Sahur hari kedua Ramadan tahun ini benar-benar penuh kejutan. Biasanya, saya dan istri harus berjuang keras melawan rasa kantuk untuk bangun sahur. Namun, kali ini berbeda. Kami justru dibangunkan oleh anak kami yang baru berusia 2,5 tahun. Bukan dengan cara biasa seperti menggoyang-goyang tubuh atau memanggil nama kami, melainkan dengan teriakan penuh drama: "Tolong! Tolong!"
Bayangkan betapa paniknya kami! Dalam keadaan masih setengah sadar, saya langsung melompat dari tempat tidur. Pikiran saya langsung kacau—apakah ada pencuri? Apakah ada bahaya? Atau mungkin anak kami sedang kesakitan? Tapi begitu menoleh ke arah sumber suara, saya malah menemukan si kecil berdiri di depan tempat tidur dengan wajah polosnya, seperti tidak terjadi apa-apa.
Setelah menyadari situasinya, saya pun bertanya, "Kenapa, Nak?" dengan nada masih penuh waspada. Dengan santai, dia menjawab, "Sahur, Ayah! Bangun!". Seketika saya dan istri hanya bisa melongo, lalu tertawa terpingkal-pingkal. Ternyata, dia hanya ingin memastikan kami tidak ketinggalan sahur!
Yang lebih lucu lagi, setelah berhasil membangunkan kami dengan teknik ‘darurat’, anak kami malah kembali ke kasur dan tertidur pulas. Jadi, yang berjuang melawan kantuk untuk makan sahur justru kami berdua, sementara dia tidur nyenyak seolah tugasnya sudah selesai. Seperti alarm yang bekerja sekali, lalu mati sendiri.
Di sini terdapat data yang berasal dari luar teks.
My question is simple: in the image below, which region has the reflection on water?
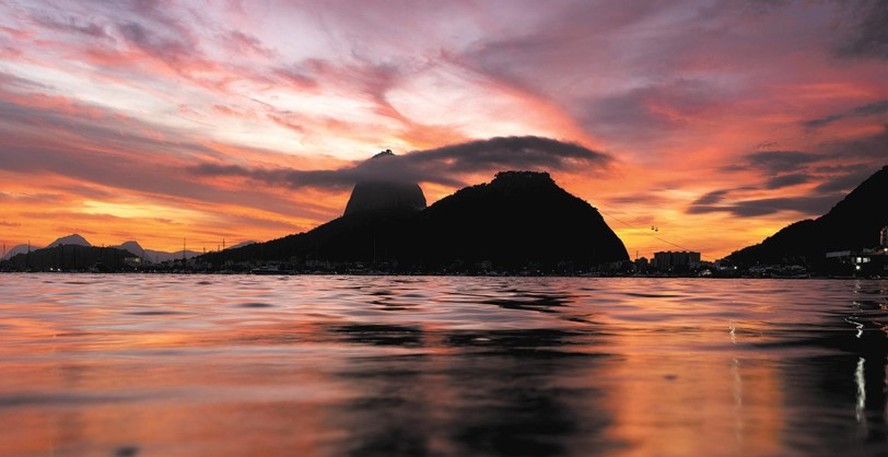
[0,275,888,456]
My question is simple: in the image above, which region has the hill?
[200,172,629,271]
[725,166,888,266]
[4,244,133,272]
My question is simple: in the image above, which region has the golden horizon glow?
[0,1,888,260]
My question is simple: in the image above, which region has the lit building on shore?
[651,251,700,271]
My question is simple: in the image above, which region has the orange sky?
[0,0,888,259]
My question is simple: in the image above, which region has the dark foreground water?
[0,274,888,456]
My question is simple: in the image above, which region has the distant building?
[826,226,888,276]
[651,251,700,271]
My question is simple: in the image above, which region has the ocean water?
[0,274,888,457]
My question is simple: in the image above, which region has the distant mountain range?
[200,166,629,270]
[0,233,255,263]
[725,166,888,266]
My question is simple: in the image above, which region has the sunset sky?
[0,0,888,260]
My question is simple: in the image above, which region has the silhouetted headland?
[199,151,629,273]
[725,166,888,274]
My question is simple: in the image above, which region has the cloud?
[725,151,823,175]
[35,16,113,40]
[692,189,731,207]
[765,173,811,189]
[802,99,888,129]
[687,193,843,217]
[836,0,888,60]
[191,136,613,189]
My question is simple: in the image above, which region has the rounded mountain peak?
[343,149,426,216]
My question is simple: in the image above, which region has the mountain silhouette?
[6,243,133,272]
[421,171,629,266]
[202,167,629,270]
[47,233,92,248]
[344,150,426,216]
[726,166,888,265]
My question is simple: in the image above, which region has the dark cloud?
[802,98,888,129]
[577,79,725,140]
[687,194,843,217]
[836,0,888,60]
[35,16,113,39]
[765,173,811,189]
[814,165,873,192]
[117,22,196,65]
[0,88,329,219]
[692,189,731,206]
[746,151,823,174]
[191,136,612,189]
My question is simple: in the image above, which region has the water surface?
[0,274,888,456]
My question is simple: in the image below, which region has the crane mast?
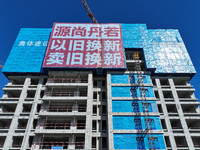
[81,0,98,23]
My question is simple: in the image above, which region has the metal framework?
[81,0,98,23]
[134,52,155,150]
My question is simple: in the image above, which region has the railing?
[176,144,187,147]
[183,111,196,113]
[188,127,200,129]
[37,123,86,129]
[33,142,85,149]
[47,78,88,83]
[45,91,87,97]
[12,144,21,147]
[41,106,86,112]
[0,127,10,129]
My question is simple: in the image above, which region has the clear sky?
[0,0,200,98]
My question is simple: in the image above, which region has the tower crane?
[81,0,98,23]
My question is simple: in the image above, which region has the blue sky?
[0,0,200,98]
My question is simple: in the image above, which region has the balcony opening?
[163,91,173,98]
[31,78,39,85]
[39,135,69,149]
[33,119,38,129]
[44,118,71,130]
[102,105,107,116]
[37,104,41,113]
[92,120,97,131]
[40,91,44,98]
[102,80,106,87]
[12,136,23,147]
[42,78,47,85]
[192,137,200,148]
[186,119,200,129]
[22,104,32,113]
[17,119,28,129]
[6,90,21,98]
[126,63,146,71]
[27,90,36,98]
[154,91,160,98]
[75,137,85,149]
[158,104,163,114]
[181,104,198,113]
[166,104,178,113]
[161,119,167,129]
[102,120,107,131]
[102,92,106,100]
[47,75,88,83]
[152,79,156,86]
[177,91,193,98]
[45,88,87,97]
[160,78,169,86]
[93,105,97,116]
[77,120,85,129]
[0,104,17,113]
[78,104,86,112]
[28,136,33,148]
[93,80,97,88]
[12,78,25,85]
[125,48,144,60]
[0,119,11,129]
[0,136,6,147]
[102,137,107,148]
[170,119,183,129]
[93,92,97,100]
[165,136,171,147]
[173,78,189,86]
[175,136,188,148]
[92,137,97,148]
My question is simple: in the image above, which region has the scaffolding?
[134,52,155,150]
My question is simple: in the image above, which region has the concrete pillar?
[21,78,43,150]
[85,72,93,150]
[169,78,195,150]
[155,78,177,150]
[107,72,114,150]
[3,78,31,150]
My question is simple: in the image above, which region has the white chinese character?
[104,53,121,66]
[18,41,26,46]
[85,53,102,65]
[27,41,33,46]
[35,41,41,46]
[47,52,64,65]
[104,40,119,51]
[71,53,83,65]
[74,40,85,51]
[51,40,66,51]
[86,40,102,51]
[42,41,48,46]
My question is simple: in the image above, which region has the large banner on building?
[43,23,125,68]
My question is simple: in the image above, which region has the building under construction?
[0,23,200,150]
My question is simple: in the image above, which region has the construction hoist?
[134,52,155,150]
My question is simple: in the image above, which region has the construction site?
[0,0,200,150]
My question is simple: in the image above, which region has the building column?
[169,78,195,150]
[155,78,177,150]
[3,78,31,150]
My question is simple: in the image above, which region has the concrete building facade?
[0,24,200,150]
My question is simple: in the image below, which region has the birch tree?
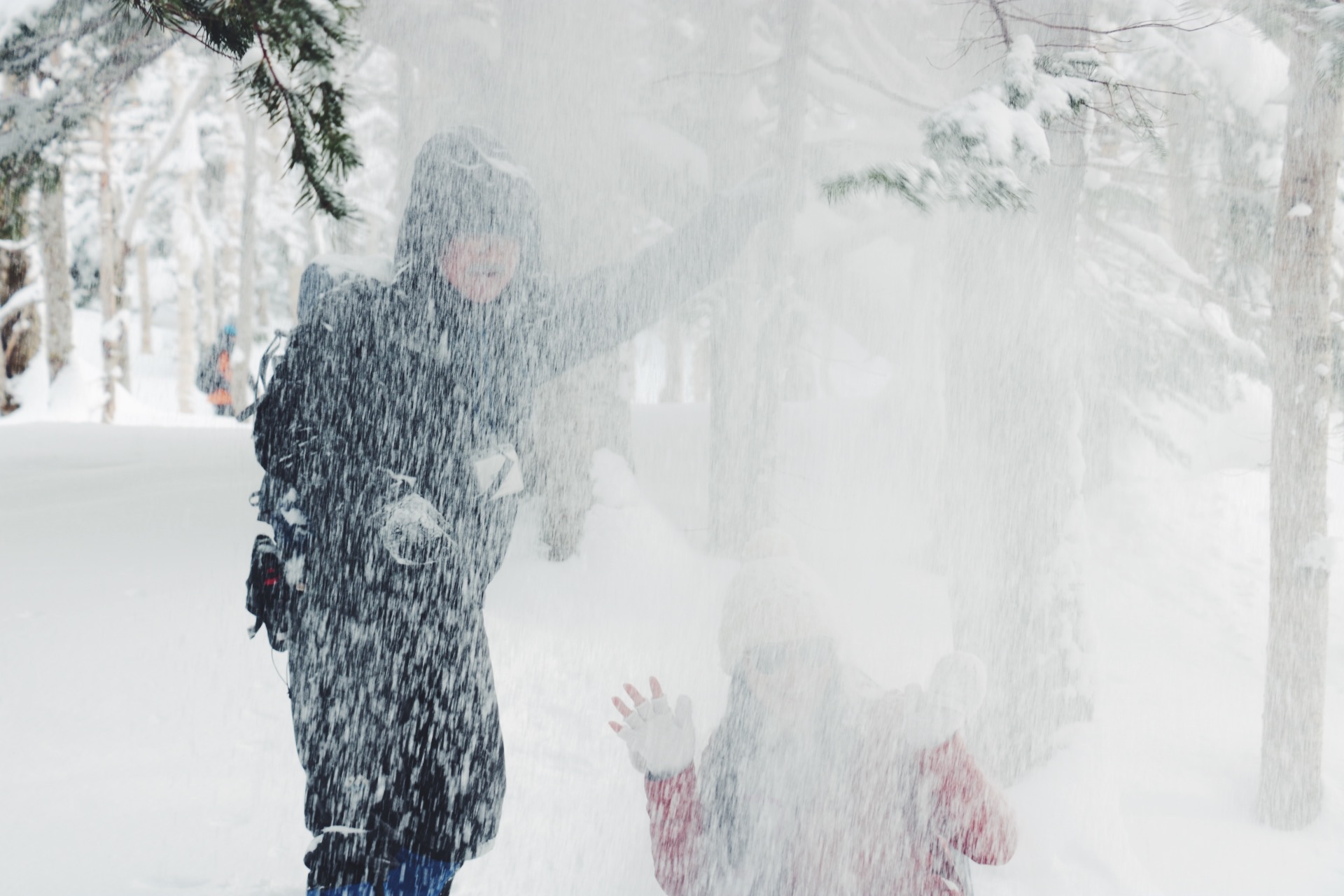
[1258,0,1341,827]
[38,165,74,379]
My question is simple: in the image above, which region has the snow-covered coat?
[645,678,1016,896]
[254,129,764,886]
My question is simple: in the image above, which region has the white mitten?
[902,650,985,750]
[617,694,695,778]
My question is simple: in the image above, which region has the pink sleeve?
[919,735,1017,865]
[644,766,700,896]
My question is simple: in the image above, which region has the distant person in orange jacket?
[610,532,1017,896]
[196,323,238,416]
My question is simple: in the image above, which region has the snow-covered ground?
[0,323,1344,896]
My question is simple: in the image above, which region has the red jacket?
[645,735,1017,896]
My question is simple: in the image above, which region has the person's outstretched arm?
[539,177,774,379]
[610,678,703,896]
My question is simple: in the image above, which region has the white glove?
[608,678,695,778]
[900,650,985,750]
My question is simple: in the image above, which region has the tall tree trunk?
[944,3,1091,782]
[172,169,199,414]
[136,243,155,355]
[659,314,685,405]
[98,99,125,423]
[228,106,257,414]
[0,215,34,414]
[1258,22,1340,829]
[710,0,815,554]
[38,168,76,379]
[497,0,633,560]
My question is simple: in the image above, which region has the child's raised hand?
[608,678,695,778]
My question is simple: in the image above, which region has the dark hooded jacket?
[254,129,767,881]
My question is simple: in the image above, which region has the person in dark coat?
[254,127,769,896]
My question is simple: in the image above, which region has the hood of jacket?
[394,126,540,318]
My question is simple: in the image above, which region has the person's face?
[444,234,519,304]
[742,639,834,725]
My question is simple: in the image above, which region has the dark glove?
[247,535,293,652]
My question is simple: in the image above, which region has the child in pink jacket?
[612,532,1016,896]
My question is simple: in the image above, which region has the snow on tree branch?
[115,0,359,218]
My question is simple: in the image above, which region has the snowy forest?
[0,0,1344,896]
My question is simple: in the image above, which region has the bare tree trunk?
[228,106,257,414]
[38,168,76,379]
[710,0,815,554]
[136,243,155,355]
[0,220,34,414]
[98,99,125,423]
[659,314,685,405]
[191,200,225,345]
[174,171,199,414]
[1258,23,1340,829]
[944,0,1091,782]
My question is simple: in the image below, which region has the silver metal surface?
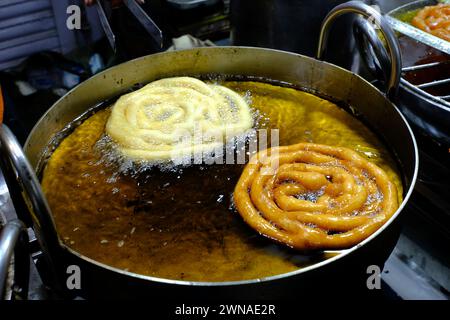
[386,0,450,54]
[124,0,163,48]
[0,220,25,300]
[94,1,117,52]
[386,15,450,54]
[317,1,402,98]
[0,124,59,292]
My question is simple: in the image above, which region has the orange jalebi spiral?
[412,4,450,41]
[234,143,398,250]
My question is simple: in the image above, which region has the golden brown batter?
[42,82,402,281]
[234,142,398,250]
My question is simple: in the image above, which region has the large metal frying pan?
[0,2,418,299]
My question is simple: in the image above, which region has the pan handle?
[317,1,402,99]
[0,124,61,289]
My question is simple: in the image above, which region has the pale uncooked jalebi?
[106,77,253,161]
[234,143,398,250]
[412,3,450,41]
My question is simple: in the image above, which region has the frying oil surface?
[42,82,402,281]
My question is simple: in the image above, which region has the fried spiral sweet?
[233,143,398,250]
[106,77,253,161]
[412,3,450,41]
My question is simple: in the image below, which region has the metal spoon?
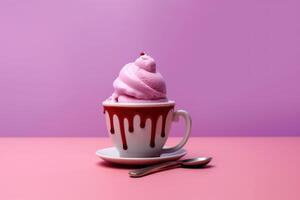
[129,157,212,178]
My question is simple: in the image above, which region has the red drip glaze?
[104,105,174,150]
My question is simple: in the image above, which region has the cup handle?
[162,110,192,153]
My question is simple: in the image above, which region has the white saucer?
[96,147,186,165]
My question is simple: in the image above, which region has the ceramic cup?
[103,101,192,158]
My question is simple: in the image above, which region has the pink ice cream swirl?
[111,53,167,103]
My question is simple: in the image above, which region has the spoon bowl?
[129,157,212,178]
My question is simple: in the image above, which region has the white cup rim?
[102,100,175,107]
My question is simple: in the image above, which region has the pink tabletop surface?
[0,137,300,200]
Kejadian ini membuat saya berpikir, betapa polos dan uniknya cara berpikir anak-anak. Mungkin dia merasa bahwa untuk membangunkan orang tuanya yang susah bangun, cara paling efektif adalah membuat mereka panik. Dan memang berhasil! Bahkan lebih efektif daripada alarm apa pun yang pernah saya pakai.
Sahur malam itu benar-benar berkesan bagi kami. Biasanya, orang tua yang berusaha membangunkan anak untuk makan sahur, tapi di rumah kami, justru sebaliknya. Bahkan dengan cara yang sangat tidak terduga. Saya jadi membayangkan bagaimana jadinya kalau dia lebih besar nanti. Apakah metode membangunkannya akan semakin dramatis?
Tak hanya menjadi bahan tertawaan di rumah, cerita ini juga saya bagikan ke teman-teman. Mereka pun ikut tertawa dan mengatakan bahwa anak saya punya bakat menjadi aktor drama sejak kecil. Mungkin suatu hari dia bisa jadi bintang film dengan spesialisasi adegan darurat!
Sejak kejadian itu, saya dan istri jadi waspada setiap sahur. Siapa tahu anak kami punya cara baru yang lebih ekstrem untuk membangunkan kami. Mungkin nanti dia akan pakai sirene mainan atau bahkan mengguyur kami dengan air. Yang jelas, sahur kali ini tidak akan pernah membosankan.
Ramadan memang selalu penuh cerita unik. Dari kejadian ini, saya belajar bahwa sahur tidak hanya soal makan sebelum puasa, tapi juga momen kebersamaan yang penuh kejutan dan tawa. Terima kasih, Nak, sudah membuat sahur kami lebih seru dari tahun-tahun sebelumnya!